# How 'bout Them Steelers?



## Y-Guy (Jan 30, 2004)

14-0 against the Colts.

One good thing is the Super Bowl might be fun again not having the same old teams in it this year!

Considering that no team on Saturday scored as quick as the Steelers have it makes you wonder if the Colts are really all together or if the Steelers are that good.


----------



## Fire44 (Mar 6, 2005)

I am NOT a Steelers fan but they are looking very good today. The Colts....I don't know what is going on there!!!

Gary


----------



## Y-Guy (Jan 30, 2004)

About the only reason I root for the Steelers is that Kimo lives here in the Tri-Cities and well that I like to see change in the Super Bowl teams once in a while. But I agree I am shocked how poorly the Colts are playing today.


----------



## tdvffjohn (Mar 10, 2005)

They ll blame it on they have not played a competative game in 4 weeks. What did they do, phone in the last 3 games of the season? When someone wins after an off week, they were rested and healthy. When they lose, they got rusty.

On any given week..............

John

Indy just scored.


----------



## RLW7302 (Feb 27, 2005)

Y-Guy said:


> About the only reason I root for the Steelers is that Kimo lives here in the Tri-Cities and well that I like to see change in the Super Bowl teams once in a while. But I agree I am shocked how poorly the Colts are playing today.
> [snapback]73081[/snapback]​


I hear what you're saying about seeing a change in Super Bowl teams ... however the real change would be for the Colts to make it! The Steelers last played in Super Bowl XXX in 1996. The Colts last played when they were still in Baltimore, in Super Bowl V in 1971!

Super Bowl History


----------



## chetlenox (Feb 3, 2004)

Boy, I sure didn't get that (lack of) interception call that went against Pittsburgh.
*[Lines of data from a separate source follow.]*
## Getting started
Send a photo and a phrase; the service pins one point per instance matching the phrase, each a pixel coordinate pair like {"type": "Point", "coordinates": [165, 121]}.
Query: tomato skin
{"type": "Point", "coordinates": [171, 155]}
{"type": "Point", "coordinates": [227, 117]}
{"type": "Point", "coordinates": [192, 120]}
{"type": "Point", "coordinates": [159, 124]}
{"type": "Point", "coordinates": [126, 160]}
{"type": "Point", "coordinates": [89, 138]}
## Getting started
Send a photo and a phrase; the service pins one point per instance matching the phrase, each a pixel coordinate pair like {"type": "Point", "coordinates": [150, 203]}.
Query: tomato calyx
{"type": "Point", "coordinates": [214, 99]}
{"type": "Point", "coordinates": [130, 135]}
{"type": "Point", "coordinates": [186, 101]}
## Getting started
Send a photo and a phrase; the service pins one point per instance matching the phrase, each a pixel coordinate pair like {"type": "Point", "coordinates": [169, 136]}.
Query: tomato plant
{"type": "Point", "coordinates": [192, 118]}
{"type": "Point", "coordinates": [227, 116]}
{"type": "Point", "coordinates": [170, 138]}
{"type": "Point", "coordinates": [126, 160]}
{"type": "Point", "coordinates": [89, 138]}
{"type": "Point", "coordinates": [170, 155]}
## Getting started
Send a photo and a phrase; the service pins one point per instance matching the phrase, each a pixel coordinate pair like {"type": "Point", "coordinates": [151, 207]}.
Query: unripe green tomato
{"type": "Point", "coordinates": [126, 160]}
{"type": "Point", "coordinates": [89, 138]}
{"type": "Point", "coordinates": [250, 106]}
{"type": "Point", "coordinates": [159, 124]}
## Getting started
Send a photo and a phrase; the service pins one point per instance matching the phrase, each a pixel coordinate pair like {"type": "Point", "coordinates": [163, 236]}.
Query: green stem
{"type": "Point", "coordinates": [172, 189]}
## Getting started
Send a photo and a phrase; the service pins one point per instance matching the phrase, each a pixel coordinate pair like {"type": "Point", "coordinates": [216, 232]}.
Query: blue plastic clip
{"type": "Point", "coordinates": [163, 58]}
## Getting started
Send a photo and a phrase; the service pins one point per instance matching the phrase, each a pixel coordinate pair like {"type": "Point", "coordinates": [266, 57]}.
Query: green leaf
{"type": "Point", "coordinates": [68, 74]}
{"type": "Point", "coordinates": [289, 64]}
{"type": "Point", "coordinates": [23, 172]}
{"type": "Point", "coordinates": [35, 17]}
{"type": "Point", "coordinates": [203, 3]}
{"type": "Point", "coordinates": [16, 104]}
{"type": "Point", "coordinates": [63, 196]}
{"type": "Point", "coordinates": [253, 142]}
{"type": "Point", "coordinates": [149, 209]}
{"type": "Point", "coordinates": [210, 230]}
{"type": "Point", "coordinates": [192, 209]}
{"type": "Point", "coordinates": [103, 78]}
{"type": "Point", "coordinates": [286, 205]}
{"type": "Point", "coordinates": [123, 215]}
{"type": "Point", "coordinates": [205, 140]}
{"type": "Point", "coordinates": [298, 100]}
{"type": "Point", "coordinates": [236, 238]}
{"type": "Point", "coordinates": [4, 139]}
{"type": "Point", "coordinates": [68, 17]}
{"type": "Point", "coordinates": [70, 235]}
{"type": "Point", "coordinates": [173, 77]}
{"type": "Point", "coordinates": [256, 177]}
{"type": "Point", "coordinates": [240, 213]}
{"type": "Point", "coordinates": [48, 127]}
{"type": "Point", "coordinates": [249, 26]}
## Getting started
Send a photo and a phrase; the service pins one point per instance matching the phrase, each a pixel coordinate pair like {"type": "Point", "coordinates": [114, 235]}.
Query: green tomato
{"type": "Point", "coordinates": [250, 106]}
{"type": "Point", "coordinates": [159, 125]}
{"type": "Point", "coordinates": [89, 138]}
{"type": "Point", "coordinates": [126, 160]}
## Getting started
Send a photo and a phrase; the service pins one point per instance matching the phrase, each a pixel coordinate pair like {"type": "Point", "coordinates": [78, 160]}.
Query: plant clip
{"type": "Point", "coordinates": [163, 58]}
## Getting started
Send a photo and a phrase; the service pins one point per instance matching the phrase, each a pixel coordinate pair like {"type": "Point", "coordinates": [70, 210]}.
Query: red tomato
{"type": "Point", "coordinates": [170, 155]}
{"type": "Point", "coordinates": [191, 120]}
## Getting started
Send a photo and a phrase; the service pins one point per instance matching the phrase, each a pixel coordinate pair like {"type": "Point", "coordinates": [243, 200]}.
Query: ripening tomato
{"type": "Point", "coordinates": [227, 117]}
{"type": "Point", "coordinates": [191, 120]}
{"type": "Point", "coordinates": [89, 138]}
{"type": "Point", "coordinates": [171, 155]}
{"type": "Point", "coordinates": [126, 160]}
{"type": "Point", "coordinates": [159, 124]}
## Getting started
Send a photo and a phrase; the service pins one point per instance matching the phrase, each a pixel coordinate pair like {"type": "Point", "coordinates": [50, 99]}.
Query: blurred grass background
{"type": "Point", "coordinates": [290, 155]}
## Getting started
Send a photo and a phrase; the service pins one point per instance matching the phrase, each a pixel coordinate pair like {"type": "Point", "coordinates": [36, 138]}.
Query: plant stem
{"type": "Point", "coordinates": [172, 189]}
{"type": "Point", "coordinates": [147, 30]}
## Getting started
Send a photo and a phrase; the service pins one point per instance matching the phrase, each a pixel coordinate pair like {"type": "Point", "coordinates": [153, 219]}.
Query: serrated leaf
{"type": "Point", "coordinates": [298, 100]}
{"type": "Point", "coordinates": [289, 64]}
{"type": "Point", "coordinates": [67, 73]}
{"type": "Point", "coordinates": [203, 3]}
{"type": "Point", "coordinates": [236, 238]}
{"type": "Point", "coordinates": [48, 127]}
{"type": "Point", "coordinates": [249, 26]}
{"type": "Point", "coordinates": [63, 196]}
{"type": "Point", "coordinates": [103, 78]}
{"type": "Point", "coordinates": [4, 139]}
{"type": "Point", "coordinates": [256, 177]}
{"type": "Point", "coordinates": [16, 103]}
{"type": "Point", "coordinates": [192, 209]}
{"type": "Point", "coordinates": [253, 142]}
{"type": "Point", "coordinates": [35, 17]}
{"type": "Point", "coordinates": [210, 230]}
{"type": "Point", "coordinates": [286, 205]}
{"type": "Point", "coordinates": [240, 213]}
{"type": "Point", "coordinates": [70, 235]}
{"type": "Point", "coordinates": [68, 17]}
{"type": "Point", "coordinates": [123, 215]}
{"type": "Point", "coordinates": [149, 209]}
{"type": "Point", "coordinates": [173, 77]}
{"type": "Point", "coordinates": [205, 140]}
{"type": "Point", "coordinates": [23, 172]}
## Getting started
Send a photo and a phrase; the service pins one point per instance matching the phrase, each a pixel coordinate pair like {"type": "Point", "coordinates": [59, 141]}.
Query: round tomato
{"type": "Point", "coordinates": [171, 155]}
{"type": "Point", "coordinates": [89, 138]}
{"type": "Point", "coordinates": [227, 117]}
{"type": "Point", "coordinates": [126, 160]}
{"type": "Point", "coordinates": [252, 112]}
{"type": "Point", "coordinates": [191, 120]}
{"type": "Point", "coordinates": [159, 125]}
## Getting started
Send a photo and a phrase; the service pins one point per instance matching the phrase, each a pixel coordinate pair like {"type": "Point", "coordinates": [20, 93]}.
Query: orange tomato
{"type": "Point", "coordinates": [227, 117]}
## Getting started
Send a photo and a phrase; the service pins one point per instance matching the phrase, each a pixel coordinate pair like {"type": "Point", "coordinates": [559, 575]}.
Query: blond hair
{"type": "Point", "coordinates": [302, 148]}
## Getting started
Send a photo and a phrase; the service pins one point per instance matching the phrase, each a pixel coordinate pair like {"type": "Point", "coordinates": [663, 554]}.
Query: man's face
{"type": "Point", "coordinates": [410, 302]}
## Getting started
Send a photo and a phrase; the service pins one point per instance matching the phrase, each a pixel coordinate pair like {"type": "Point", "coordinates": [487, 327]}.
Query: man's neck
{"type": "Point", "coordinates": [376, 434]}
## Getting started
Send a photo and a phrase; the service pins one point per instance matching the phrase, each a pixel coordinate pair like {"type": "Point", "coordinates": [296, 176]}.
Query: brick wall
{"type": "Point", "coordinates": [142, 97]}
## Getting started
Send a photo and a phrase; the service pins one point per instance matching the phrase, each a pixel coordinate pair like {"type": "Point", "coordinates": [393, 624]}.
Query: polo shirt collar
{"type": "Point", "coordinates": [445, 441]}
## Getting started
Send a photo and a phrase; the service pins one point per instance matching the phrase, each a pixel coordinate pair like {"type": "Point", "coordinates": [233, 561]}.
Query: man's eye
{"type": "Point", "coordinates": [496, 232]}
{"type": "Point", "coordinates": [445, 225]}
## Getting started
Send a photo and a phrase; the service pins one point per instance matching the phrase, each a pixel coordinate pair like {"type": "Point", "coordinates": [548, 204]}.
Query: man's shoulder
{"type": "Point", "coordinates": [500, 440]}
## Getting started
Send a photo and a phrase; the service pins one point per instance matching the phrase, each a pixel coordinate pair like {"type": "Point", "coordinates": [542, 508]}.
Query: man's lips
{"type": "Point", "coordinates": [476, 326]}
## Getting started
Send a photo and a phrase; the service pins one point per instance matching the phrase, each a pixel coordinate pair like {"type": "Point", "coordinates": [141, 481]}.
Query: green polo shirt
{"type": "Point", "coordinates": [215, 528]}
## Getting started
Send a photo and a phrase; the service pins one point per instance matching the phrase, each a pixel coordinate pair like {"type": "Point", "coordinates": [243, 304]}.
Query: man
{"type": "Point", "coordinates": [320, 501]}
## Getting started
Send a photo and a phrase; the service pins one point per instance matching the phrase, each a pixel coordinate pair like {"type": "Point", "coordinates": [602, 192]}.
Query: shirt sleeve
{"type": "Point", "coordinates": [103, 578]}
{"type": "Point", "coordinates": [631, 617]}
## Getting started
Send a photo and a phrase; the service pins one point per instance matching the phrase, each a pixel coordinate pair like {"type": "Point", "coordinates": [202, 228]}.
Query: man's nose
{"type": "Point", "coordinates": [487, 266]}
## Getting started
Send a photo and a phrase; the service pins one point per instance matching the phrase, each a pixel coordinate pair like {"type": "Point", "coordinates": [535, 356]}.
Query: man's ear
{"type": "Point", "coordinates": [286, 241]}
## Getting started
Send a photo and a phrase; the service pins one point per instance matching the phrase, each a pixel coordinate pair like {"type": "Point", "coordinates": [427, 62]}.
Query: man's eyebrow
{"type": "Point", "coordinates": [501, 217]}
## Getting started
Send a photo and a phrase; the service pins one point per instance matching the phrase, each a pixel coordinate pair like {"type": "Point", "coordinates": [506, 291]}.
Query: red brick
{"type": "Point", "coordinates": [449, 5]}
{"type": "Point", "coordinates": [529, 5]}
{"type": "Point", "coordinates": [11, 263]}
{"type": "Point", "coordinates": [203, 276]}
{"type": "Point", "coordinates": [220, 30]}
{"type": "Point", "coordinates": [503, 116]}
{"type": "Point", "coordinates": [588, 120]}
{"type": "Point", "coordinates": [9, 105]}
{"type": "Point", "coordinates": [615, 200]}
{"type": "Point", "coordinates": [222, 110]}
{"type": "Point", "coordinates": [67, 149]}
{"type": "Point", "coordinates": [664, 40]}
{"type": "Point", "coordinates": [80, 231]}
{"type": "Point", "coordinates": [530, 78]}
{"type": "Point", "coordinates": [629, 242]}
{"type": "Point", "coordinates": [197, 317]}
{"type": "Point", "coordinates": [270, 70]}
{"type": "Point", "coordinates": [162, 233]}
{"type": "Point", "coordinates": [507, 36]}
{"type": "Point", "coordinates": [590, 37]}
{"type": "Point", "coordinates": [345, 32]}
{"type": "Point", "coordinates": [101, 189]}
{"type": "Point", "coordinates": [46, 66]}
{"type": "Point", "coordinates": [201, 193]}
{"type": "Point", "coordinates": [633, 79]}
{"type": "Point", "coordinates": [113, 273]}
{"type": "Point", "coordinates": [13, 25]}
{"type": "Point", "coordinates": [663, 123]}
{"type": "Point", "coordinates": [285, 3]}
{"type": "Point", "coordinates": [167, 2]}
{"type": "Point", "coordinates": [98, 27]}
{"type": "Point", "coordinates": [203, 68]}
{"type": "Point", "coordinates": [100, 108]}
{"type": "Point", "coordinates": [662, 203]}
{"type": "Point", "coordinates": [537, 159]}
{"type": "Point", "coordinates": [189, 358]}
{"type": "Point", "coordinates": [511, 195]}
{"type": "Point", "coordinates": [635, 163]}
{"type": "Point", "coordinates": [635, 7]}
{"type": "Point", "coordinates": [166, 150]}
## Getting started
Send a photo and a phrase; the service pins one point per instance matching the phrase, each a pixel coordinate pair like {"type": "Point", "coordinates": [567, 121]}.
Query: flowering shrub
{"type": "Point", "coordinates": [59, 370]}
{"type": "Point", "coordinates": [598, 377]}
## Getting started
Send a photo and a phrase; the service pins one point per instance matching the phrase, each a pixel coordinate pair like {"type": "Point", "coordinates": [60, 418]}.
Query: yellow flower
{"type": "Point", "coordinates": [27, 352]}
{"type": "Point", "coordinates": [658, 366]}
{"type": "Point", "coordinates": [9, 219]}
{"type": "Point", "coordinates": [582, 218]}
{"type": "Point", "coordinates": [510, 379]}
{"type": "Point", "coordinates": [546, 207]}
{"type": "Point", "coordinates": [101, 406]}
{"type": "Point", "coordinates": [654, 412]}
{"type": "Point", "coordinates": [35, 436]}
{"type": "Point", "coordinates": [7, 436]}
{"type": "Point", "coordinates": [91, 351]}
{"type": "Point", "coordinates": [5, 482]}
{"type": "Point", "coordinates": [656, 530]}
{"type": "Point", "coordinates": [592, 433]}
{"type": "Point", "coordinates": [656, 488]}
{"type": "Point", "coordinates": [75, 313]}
Sure looked like he intercepted, fumbled, and then recovered his own fumble to me.

I'm not a fan of either team, but it's a good game...

Chet.


----------



## Colorado Outbacker (Jun 6, 2005)

Now that is what I am talking about!

What a turn of events! sunny

Come on to Colorado, Pittsburgh, it's going to be a great game!!!!


----------



## Y-Guy (Jan 30, 2004)

RLW7302 good point, with all the Colt hype though seems like they have been in there recently.

Colorado Outbacker - you are right its going to be a VERY good game next week.


----------



## RLW7302 (Feb 27, 2005)

Y-Guy said:


> ... with all the Colt hype though seems like they have been in there recently.
> [snapback]73107[/snapback]​


I hear ya.

And I agree - it will be a good game next week. But as a Bengals fan, I just can't root for Pittsburgh.

So ... Go Seahawks! (Shaun Alexander is from the Cincinnati area







)


----------



## Fire44 (Mar 6, 2005)

Well I just got done watching the game....we were dispatched on a house fire about 4 mins. into the 4th quarter. My DW was nice enough to hit record on the DVR right after I left. Good ending of the game. I am not a Steeler fan but they looked good deserved to win that game.

Gary


----------



## wolfwood (Sep 19, 2005)

Super Bowl ..... Steelers vs Panthers?

Could be fun!!!


----------



## tdvffjohn (Mar 10, 2005)

What an emotional ride for both teams til the end


----------



## dougdogs (Jul 31, 2004)

I hate missing good football games!!







I had to fly to Germany yesterday


----------



## Castle Rock Outbackers (Jan 18, 2004)

wolfwood said:


> Super Bowl ..... Steelers vs Panthers?
> [snapback]73117[/snapback]​


Please...Steelers? Winning in Denver? Seems to me we are looking at Denver vs Seattle.

15,000 tickets went on sale at 4 PM yesterday for the Denver / Pittsburgh game. $75 to $135 each. I'll be watching at home.

Randy


----------